第14話

文字数 1,209文字

 向井の父……向井の神社の宮司は、巫女がとある小さな社で舞って、何も起きなかったと聞いて残念に思っている反面、それが現実というものだろうと納得している。若い友塚とまだまだ未熟な息子が、面白半分に騒ぎ立てているだけだと思っているからだ。
 神のご神託………それは、神職に就いている者の、閃きや予感というもので、それが神の御心だと思える時もある。だが現代において、神職者が神と交信しようとする事はない。
 だが巫女達が舞った舞に興味を持ち、雅楽会の鈴木が舞ってみる事になった。
 それには〝何か〟を、感ぜずにいられない。
 鈴木賢哉の舞は、あの舞は凄い。
 そう一目で、向井の父は思った。
 舞以外にも楽器を演奏したりもするが、それは全く上手いとは感じないが、彼の舞だけは特別だ。現代において、多種の舞踊……ダンスを素晴らしく舞う人材は数多といるが、それらとは異なった動きをする舞楽は、スピードや華やかさの面からしても、かなり異質の舞だが、その動きから視線を離す事ができなくさせる。彼は舞楽に関しての天才だ。
 その彼が、友塚のご神託の〝舞〟に興味を持った。
 日本には八百万の神が存在し、その神々はいろんなものに存在する。
 つまり〝舞〟にも存在し、その神が鈴木を見い出して認めている。その鈴木が舞いたいと思う〝舞〟………それに意味が無い筈はない。
 向井の父は、小さな神社の友塚が兼任する、それは小さな社での舞の奉納に、極力の援助をする事を息子の向井に許した。
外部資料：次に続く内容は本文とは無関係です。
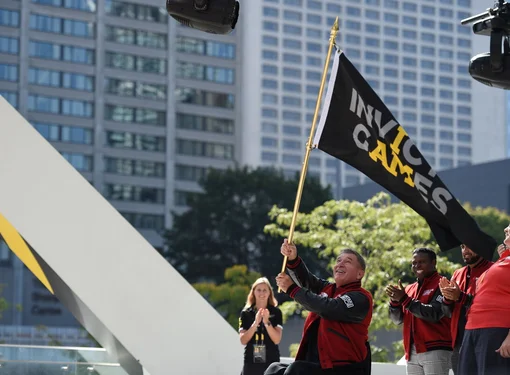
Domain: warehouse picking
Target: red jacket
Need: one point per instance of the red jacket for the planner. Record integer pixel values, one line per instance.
(421, 313)
(490, 308)
(345, 313)
(467, 286)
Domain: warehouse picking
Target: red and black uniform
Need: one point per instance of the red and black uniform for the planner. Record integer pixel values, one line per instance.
(466, 278)
(488, 323)
(425, 325)
(335, 334)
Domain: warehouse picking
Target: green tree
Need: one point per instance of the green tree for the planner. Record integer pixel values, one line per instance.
(224, 225)
(229, 297)
(384, 233)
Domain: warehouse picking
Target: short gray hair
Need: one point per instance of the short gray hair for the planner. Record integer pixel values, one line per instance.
(360, 259)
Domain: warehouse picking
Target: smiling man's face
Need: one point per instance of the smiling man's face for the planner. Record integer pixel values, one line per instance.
(347, 269)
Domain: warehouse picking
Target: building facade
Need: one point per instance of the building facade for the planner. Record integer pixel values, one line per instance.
(141, 106)
(415, 54)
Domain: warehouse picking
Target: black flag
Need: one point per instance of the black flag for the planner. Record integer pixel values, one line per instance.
(356, 127)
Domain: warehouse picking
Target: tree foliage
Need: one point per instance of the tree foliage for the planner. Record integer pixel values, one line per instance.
(384, 233)
(224, 225)
(229, 297)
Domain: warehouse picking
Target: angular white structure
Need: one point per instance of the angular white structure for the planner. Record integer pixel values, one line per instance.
(114, 282)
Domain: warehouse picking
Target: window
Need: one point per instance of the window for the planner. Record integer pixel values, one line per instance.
(145, 221)
(9, 72)
(80, 162)
(121, 192)
(205, 149)
(64, 133)
(53, 51)
(11, 97)
(9, 45)
(68, 107)
(291, 130)
(138, 142)
(147, 116)
(205, 72)
(269, 156)
(75, 81)
(84, 5)
(189, 172)
(9, 18)
(290, 29)
(292, 43)
(62, 26)
(136, 11)
(136, 63)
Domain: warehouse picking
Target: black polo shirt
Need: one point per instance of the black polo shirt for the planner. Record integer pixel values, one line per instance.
(246, 320)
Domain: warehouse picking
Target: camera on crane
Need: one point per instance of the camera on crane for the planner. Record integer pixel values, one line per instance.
(211, 16)
(492, 68)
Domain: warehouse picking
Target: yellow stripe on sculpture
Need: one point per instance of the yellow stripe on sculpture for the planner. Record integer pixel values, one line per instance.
(19, 247)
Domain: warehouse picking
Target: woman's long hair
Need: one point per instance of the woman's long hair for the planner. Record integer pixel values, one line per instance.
(251, 300)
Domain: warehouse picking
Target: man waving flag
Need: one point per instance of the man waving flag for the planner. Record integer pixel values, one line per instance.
(356, 127)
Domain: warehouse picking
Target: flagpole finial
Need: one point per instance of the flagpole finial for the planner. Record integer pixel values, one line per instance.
(334, 31)
(309, 144)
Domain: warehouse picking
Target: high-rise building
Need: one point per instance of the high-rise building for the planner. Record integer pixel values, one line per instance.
(415, 54)
(138, 104)
(142, 106)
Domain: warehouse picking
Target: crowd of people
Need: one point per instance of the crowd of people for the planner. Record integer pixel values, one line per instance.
(462, 323)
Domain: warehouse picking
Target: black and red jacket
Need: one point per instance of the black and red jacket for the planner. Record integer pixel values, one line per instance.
(466, 278)
(345, 312)
(425, 324)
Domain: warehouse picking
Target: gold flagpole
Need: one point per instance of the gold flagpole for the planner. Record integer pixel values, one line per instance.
(309, 146)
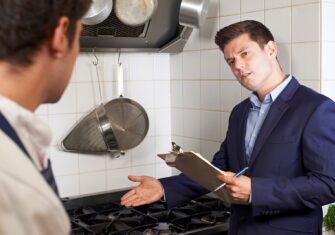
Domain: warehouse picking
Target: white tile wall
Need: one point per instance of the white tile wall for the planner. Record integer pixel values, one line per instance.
(187, 95)
(296, 25)
(279, 21)
(277, 3)
(305, 23)
(256, 15)
(255, 5)
(306, 67)
(147, 81)
(229, 7)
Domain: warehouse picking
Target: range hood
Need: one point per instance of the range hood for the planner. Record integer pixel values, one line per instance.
(162, 33)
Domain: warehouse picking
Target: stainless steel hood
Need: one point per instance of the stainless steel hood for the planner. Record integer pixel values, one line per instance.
(162, 33)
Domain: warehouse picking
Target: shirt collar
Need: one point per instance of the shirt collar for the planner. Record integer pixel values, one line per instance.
(32, 131)
(272, 96)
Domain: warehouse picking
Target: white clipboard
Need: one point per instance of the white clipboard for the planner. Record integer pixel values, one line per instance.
(199, 169)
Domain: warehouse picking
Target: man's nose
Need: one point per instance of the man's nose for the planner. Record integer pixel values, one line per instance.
(239, 64)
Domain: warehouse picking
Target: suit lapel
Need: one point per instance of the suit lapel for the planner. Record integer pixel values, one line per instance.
(242, 129)
(278, 108)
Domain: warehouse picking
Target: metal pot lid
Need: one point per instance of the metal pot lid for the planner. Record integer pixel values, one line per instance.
(98, 12)
(193, 13)
(134, 12)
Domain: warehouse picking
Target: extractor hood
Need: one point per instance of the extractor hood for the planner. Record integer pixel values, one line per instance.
(162, 33)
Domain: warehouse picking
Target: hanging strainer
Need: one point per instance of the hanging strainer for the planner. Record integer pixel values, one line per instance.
(118, 125)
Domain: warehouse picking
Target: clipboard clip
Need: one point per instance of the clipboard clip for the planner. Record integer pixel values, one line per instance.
(176, 148)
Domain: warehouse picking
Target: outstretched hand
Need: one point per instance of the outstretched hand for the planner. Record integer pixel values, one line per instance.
(238, 188)
(148, 191)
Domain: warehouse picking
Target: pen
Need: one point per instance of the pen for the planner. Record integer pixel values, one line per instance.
(241, 172)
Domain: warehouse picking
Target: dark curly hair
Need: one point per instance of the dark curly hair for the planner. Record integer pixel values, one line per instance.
(257, 31)
(26, 24)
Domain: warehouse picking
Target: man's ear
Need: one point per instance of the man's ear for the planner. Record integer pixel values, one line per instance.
(59, 42)
(272, 49)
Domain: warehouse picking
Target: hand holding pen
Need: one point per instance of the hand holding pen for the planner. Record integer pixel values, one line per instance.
(237, 185)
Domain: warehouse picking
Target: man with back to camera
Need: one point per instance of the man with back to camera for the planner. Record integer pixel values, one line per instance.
(39, 42)
(284, 132)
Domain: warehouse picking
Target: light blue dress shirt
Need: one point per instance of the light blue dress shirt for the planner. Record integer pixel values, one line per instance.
(257, 115)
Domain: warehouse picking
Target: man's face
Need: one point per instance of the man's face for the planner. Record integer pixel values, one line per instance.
(251, 65)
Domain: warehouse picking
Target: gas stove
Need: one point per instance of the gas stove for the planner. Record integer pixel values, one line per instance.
(101, 214)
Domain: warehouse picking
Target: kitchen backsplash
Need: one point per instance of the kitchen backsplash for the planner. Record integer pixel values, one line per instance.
(188, 96)
(147, 81)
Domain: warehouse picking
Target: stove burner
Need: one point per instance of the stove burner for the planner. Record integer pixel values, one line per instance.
(160, 229)
(97, 214)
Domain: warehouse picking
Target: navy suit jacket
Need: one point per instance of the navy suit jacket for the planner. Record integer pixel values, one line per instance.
(292, 166)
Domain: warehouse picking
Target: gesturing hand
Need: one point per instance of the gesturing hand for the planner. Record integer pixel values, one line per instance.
(238, 188)
(148, 191)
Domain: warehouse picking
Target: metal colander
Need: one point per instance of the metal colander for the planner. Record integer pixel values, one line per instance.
(118, 125)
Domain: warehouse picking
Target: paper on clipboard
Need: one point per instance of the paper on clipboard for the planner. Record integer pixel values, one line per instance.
(199, 169)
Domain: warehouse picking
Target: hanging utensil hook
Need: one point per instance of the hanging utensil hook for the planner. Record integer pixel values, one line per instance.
(119, 55)
(95, 63)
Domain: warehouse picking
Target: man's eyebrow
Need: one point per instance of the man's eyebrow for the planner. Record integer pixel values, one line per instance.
(240, 51)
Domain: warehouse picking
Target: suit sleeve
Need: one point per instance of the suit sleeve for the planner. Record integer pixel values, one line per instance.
(314, 188)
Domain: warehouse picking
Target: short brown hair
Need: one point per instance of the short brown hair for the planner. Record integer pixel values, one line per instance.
(257, 31)
(26, 24)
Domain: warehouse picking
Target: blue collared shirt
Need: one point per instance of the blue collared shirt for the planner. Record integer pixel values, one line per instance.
(257, 114)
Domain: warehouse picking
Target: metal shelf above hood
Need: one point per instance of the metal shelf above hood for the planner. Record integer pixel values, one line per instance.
(162, 33)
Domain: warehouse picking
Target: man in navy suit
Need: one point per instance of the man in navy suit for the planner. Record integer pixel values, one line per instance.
(284, 132)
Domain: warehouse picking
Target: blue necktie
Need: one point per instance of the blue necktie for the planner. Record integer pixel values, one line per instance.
(47, 173)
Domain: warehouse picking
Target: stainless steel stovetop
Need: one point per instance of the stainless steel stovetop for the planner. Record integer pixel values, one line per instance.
(101, 214)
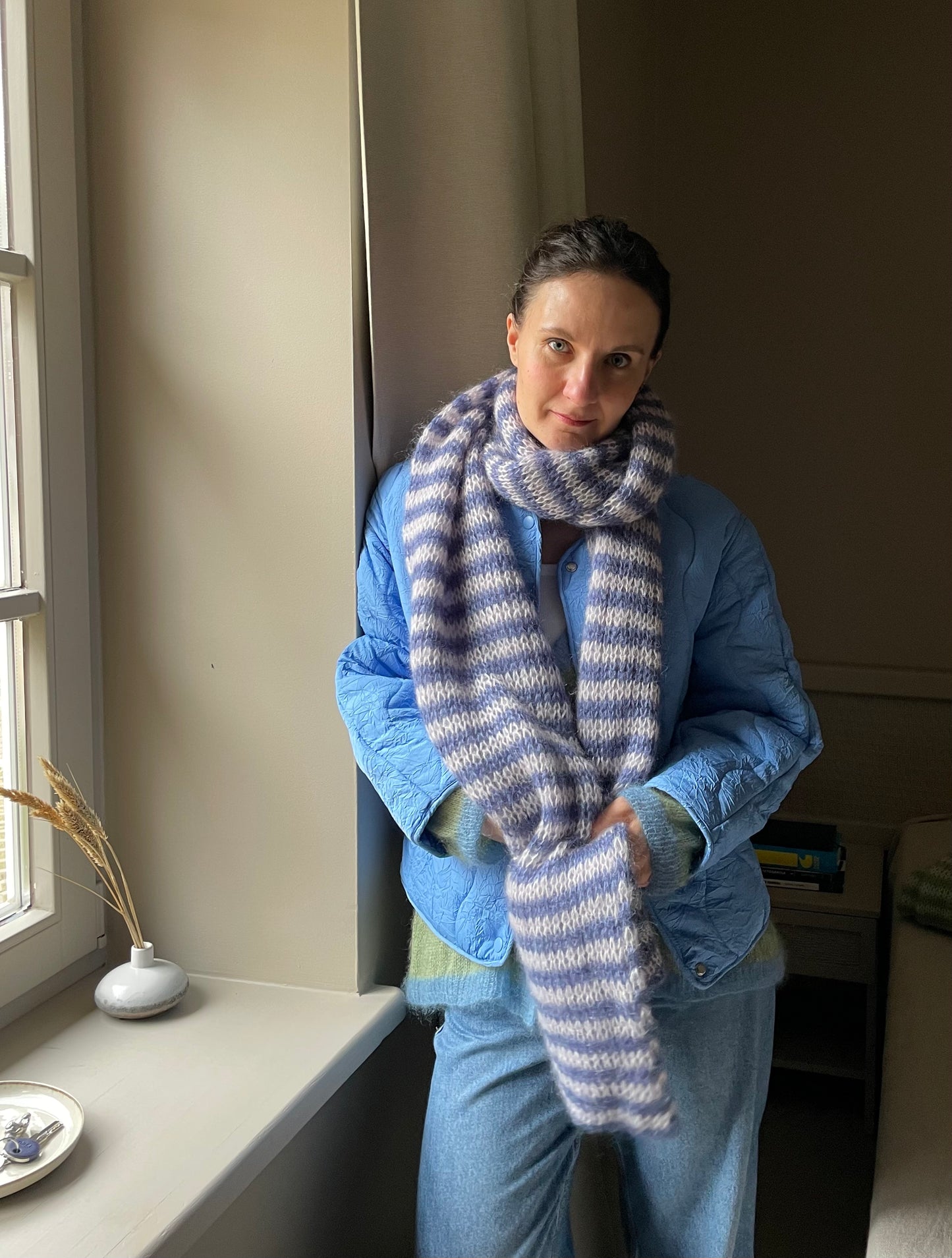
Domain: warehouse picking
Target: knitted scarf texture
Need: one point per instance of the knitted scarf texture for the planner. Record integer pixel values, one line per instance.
(495, 704)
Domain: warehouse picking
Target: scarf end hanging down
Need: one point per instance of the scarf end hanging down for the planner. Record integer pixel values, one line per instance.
(590, 955)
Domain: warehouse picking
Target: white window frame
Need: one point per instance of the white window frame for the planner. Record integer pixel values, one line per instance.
(61, 936)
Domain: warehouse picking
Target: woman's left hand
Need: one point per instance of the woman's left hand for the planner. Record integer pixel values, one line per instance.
(621, 811)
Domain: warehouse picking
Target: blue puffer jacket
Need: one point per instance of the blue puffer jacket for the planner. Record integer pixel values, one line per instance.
(736, 726)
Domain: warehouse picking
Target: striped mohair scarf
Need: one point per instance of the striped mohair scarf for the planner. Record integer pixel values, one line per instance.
(495, 704)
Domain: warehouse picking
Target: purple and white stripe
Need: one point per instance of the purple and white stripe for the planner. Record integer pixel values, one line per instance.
(495, 704)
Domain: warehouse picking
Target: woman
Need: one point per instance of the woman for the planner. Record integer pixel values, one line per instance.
(578, 697)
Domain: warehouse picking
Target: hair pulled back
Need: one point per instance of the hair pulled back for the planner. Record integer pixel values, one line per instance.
(607, 247)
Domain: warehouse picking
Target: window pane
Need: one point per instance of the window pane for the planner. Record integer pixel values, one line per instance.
(14, 873)
(4, 148)
(9, 506)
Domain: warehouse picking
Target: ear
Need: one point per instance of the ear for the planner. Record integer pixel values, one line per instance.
(512, 336)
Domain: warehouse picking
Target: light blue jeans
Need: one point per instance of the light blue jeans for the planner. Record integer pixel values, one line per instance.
(498, 1149)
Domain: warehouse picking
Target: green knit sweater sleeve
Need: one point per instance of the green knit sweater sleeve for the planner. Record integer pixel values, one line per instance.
(458, 824)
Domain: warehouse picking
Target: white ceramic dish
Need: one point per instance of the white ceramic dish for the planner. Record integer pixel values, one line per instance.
(45, 1105)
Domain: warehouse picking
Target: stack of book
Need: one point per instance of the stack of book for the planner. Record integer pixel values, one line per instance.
(802, 856)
 鈴木は向井から預かった画像から、ある閃きを持って一つの意図を導き出した。たぶんその為ならば、大掛かりな伴奏も舞台も装束も要らないだろう。
 鈴木は向井から聞いた、とある小さな社の前で、身軽なスェットにスニーカーという格好で、大きく体を動かして、ずっとずっと知っている舞を舞って行く………だって鈴木が一目テレビの画像を見て惹かれ、雅楽というものに関わった、それは忘れられない大事な舞だ………暇があればDVDやインターネットの画像を検索して見入って入る舞だ、動きは全て頭に入っているから、習わなくても演者を模して舞える。
 雅楽は楽家で口伝されるもので、その家によって多少なりと型が違ってくるし、永きに渡って継承する内に誕生した、神に愛された天才達によって、癖の様なものもあったはずだ。そのちょっとした癖が、神に愛され神を楽しませていた。そう鈴木は思っている。だからある箇所に来ると、巫女が舞った形を作り、その形に沿って伝承されて来た舞を舞い、再び巫女が舞った時の、ちょっと違う形を入れて行く。巫女が舞った舞と、舞として継承されて来た舞とを、鈴木が感じるままに繋ぎ合わせ、掛け合わせて舞うと、きっと正式に舞われている舞とは、ちょっと違う舞となり、たぶんここが違う、と指摘を受けるような舞だ。だが舞としての形も流れも変わらない。そして鈴木は幾度か舞ってみて、間違いではない事を確信した。